CITIZENS   FOR  LIMITED  TAXATION
and the
Citizens Economic Research Foundation


A CLT Work-In-Progress

Page 4


The Boston Globe
Sunday, July 3, 2005

Teacher raises surpass US rate
Localities cite budget strains
By Maria Sacchetti, Globe Staff


The average salary for Massachusetts teachers has been rising faster than the national average, setting off concerns that local school committees have given in too easily to teacher unions' demands and squandered limited money on salary increases.

Footing the bill for hefty salary increases already has depleted some local school systems' budgets and led to layoffs of the newest, and lowest-paid, teachers. The pay increases also have sparked finger-pointing between some town and school officials over whether they raised salaries too quickly. State officials say they are also upset that unions and school districts have made no move to link teacher pay to performance.

"It makes no sense to give raises and then turn around and lay off teachers," Education Commissioner David P. Driscoll said. "I wish we could pay teachers more, I really do. But we have to deal with the realities of the economy."
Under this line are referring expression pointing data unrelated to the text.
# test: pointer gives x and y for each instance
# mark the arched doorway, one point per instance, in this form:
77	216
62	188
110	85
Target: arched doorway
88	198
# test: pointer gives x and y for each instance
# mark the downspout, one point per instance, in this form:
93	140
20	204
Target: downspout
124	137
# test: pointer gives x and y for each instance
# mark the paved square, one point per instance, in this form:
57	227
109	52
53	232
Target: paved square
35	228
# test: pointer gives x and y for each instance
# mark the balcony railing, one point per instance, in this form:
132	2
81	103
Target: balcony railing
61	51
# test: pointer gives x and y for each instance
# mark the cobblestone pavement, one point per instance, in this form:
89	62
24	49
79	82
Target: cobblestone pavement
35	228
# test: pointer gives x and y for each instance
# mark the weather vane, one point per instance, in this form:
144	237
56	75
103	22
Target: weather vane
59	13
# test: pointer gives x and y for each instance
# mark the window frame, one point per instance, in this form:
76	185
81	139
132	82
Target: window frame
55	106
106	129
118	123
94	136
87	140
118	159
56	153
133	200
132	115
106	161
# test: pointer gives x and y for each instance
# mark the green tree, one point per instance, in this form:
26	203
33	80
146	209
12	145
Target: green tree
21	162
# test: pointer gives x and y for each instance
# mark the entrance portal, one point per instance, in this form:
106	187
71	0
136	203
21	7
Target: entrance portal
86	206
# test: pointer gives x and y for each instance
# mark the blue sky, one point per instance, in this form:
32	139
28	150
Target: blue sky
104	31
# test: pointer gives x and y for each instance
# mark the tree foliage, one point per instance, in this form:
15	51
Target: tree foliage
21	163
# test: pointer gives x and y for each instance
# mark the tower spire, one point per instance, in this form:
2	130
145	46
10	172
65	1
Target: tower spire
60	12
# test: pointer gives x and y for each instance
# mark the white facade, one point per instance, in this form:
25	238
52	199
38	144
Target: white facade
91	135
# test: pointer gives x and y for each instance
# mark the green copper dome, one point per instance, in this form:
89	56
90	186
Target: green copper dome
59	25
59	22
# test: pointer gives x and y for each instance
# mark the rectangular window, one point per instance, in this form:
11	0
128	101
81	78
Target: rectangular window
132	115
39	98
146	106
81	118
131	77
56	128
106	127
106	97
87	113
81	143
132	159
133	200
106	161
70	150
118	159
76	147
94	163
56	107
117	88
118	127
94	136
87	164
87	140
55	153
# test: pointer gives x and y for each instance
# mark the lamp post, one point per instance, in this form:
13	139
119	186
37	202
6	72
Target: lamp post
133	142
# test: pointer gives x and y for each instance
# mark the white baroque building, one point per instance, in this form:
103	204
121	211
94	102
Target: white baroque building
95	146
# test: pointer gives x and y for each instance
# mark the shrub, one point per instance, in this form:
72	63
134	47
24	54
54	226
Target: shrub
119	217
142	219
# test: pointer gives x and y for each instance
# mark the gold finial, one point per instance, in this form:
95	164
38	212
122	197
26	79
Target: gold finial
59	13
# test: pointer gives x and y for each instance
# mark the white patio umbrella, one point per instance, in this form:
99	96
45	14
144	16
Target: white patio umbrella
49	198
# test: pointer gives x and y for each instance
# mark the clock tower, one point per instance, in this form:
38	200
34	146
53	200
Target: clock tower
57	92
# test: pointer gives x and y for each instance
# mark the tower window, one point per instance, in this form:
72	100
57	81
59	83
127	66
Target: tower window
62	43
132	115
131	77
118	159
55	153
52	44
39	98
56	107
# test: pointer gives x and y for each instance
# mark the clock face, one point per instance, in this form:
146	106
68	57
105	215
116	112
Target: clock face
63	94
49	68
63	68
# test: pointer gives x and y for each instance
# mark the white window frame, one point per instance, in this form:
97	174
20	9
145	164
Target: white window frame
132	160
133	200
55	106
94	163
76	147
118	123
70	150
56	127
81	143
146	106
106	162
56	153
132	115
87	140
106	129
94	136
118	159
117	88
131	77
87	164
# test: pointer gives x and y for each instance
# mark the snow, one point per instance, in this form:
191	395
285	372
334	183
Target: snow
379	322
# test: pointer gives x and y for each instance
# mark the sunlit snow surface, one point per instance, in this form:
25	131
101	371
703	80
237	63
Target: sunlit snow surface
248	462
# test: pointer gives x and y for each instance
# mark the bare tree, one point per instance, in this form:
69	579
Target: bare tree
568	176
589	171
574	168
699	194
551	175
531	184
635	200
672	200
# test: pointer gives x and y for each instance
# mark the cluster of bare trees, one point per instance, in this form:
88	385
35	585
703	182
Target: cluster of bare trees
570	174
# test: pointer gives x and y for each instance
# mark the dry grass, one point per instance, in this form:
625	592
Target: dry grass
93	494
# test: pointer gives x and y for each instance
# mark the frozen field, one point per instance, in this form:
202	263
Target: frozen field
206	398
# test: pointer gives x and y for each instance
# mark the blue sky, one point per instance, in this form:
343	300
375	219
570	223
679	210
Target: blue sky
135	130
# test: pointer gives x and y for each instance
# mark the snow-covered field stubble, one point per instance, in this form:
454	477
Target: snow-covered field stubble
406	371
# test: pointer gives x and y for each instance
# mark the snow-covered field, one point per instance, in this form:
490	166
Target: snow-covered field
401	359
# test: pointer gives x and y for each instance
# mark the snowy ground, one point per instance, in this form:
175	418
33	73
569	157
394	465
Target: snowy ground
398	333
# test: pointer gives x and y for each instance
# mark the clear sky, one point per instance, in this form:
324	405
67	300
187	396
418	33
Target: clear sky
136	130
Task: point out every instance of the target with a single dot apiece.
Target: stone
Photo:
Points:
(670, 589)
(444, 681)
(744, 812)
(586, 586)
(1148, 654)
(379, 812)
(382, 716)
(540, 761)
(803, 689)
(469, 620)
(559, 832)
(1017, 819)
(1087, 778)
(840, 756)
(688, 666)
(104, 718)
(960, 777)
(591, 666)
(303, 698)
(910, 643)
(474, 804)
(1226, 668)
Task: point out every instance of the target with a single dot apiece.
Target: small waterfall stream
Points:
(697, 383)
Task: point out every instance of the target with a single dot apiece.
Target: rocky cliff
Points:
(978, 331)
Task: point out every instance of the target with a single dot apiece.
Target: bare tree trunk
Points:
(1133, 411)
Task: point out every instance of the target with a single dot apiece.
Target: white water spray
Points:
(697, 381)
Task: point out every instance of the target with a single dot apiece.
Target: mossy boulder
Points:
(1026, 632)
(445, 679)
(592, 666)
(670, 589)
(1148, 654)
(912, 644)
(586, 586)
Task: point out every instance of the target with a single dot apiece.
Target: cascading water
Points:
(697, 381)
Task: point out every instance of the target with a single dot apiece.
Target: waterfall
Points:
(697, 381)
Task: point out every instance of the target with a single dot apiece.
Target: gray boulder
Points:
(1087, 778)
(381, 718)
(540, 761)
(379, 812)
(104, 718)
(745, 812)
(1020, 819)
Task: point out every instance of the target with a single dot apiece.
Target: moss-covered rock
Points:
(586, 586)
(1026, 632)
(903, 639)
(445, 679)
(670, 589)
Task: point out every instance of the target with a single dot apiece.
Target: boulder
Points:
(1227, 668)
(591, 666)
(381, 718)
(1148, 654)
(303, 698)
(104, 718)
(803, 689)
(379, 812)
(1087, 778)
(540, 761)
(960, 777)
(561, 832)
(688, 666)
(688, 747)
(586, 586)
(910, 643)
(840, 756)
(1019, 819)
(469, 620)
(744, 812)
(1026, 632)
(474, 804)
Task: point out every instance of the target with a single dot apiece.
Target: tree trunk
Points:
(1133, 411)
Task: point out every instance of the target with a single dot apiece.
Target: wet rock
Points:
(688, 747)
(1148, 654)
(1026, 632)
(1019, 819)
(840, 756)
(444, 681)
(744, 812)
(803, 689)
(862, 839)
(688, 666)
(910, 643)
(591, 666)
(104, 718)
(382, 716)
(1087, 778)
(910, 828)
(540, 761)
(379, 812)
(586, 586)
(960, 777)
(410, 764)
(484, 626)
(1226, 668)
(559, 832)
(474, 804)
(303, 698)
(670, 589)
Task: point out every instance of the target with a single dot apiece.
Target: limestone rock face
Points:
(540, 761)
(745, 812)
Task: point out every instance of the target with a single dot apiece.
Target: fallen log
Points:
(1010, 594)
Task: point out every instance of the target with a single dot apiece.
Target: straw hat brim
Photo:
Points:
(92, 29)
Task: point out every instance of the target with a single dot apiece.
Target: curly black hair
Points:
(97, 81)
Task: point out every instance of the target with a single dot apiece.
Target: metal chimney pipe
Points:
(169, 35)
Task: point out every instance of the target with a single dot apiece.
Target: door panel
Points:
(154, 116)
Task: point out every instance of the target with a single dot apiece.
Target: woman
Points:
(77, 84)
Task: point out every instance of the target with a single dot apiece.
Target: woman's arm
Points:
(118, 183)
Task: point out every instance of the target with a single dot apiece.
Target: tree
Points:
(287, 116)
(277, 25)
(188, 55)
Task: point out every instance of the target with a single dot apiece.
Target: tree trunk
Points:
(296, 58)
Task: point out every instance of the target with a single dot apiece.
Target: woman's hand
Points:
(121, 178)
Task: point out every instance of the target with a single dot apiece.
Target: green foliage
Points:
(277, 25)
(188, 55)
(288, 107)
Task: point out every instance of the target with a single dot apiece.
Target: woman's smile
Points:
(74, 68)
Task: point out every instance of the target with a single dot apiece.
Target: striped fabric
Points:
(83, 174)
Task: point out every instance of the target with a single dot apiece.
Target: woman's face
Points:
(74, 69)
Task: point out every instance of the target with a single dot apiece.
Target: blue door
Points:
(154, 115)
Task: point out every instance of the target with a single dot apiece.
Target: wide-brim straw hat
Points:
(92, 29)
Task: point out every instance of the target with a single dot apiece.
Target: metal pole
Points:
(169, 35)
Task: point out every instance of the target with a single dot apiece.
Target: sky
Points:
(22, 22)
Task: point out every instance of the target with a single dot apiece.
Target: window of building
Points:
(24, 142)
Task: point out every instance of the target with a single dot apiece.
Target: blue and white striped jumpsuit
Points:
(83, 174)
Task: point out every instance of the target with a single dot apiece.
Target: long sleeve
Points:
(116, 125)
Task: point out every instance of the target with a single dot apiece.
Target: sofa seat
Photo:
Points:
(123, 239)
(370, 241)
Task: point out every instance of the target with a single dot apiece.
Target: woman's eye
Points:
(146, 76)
Average teacher pay in Massachusetts jumped 37 percent during the last decade, to $53,529 last year, according to a Globe analysis of state education records. Average pay for teachers nationally climbed 31 percent during the same period to $46,752, according to the National Education Association.

Boston topped the list in the state, with an average salary of $69,022, up nearly 60 percent in the last decade. It's one of the highest-paying urban school systems in the nation, but also located in one of the most expensive areas to live, according to a national teachers' union that represents many urban school systems.

School systems, in part, ratcheted up teacher pay over the past decade because they received billions of dollars in state aid as part of the 1993 Education Reform Act. The act, in turn, pushed school systems to demand more of teachers, who are expected to hold students to higher standards.

Driscoll and others say the extra money did not necessarily always go to the right places. Teacher contracts grant raises to all employees, good or bad, instead of giving more money to the teachers who deserve it most, they said.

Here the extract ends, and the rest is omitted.